Zimniski S J, Brandt M E, Melner M H, Covey D F, Puett D
Cancer Res. 1985 Oct;45(10):4883-9.
The murine Leydig cell tumor (M5480A) was assayed for the presence of aromatase activity and for the effects of 10-propargylestr-4-ene-3,17-dione (PED), an aromatase inhibitor, on steroidogenesis. Microsomal preparations from these tumors contained low levels of aromatase activity which was PED sensitive. In addition, these Leydig tumor cells were maintained in primary culture and incubated under basal and gonadotropin-stimulated conditions with various doses of PED. Medium levels of progesterone, a major product of these cells, were found to decrease in a dose- and time-dependent manner upon addition of PED. To determine whether the observed effect was due to reduced synthesis or to increased metabolism of progesterone, tritiated progesterone was added to these cell cultures. Analysis of culture medium by high-performance liquid chromatography suggested that PED dramatically reduced the conversion of labeled progesterone to testosterone. Furthermore, examination of medium pregnenolone levels revealed diminished amounts of this steroid as well. Taken together, these results suggest that PED or its metabolites inhibit Leydig tumor cell steroidogenesis at several sites. Thus, in addition to its role as an aromatase inhibitor, this agent also has effects prior to pregnenolone production, as well as other effects in the pathway between progesterone and testosterone.

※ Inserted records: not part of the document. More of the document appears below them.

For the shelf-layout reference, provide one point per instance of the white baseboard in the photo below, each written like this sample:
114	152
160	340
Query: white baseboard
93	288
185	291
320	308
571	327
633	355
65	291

对小鼠睾丸间质细胞瘤(M5480A)进行了芳香化酶活性检测以及芳香化酶抑制剂10-丙炔基雌甾-4-烯-3,17-二酮(PED)对类固醇生成作用的研究。这些肿瘤的微粒体制剂含有低水平的芳香化酶活性,且该活性对PED敏感。此外,将这些睾丸间质肿瘤细胞进行原代培养,并在基础和促性腺激素刺激条件下用不同剂量的PED孵育。发现这些细胞的主要产物孕酮的培养基水平在添加PED后呈剂量和时间依赖性下降。为了确定观察到的效应是由于孕酮合成减少还是代谢增加所致,向这些细胞培养物中加入了氚标记的孕酮。通过高效液相色谱法对培养基进行分析表明,PED显著降低了标记孕酮向睾酮的转化。此外,对培养基中孕烯醇酮水平的检测也显示该类固醇的量减少。综上所述,这些结果表明PED或其代谢产物在多个位点抑制睾丸间质肿瘤细胞的类固醇生成。因此,除了作为芳香化酶抑制剂的作用外,该药物在孕烯醇酮生成之前也有作用,以及在孕酮和睾酮之间的途径中还有其他作用。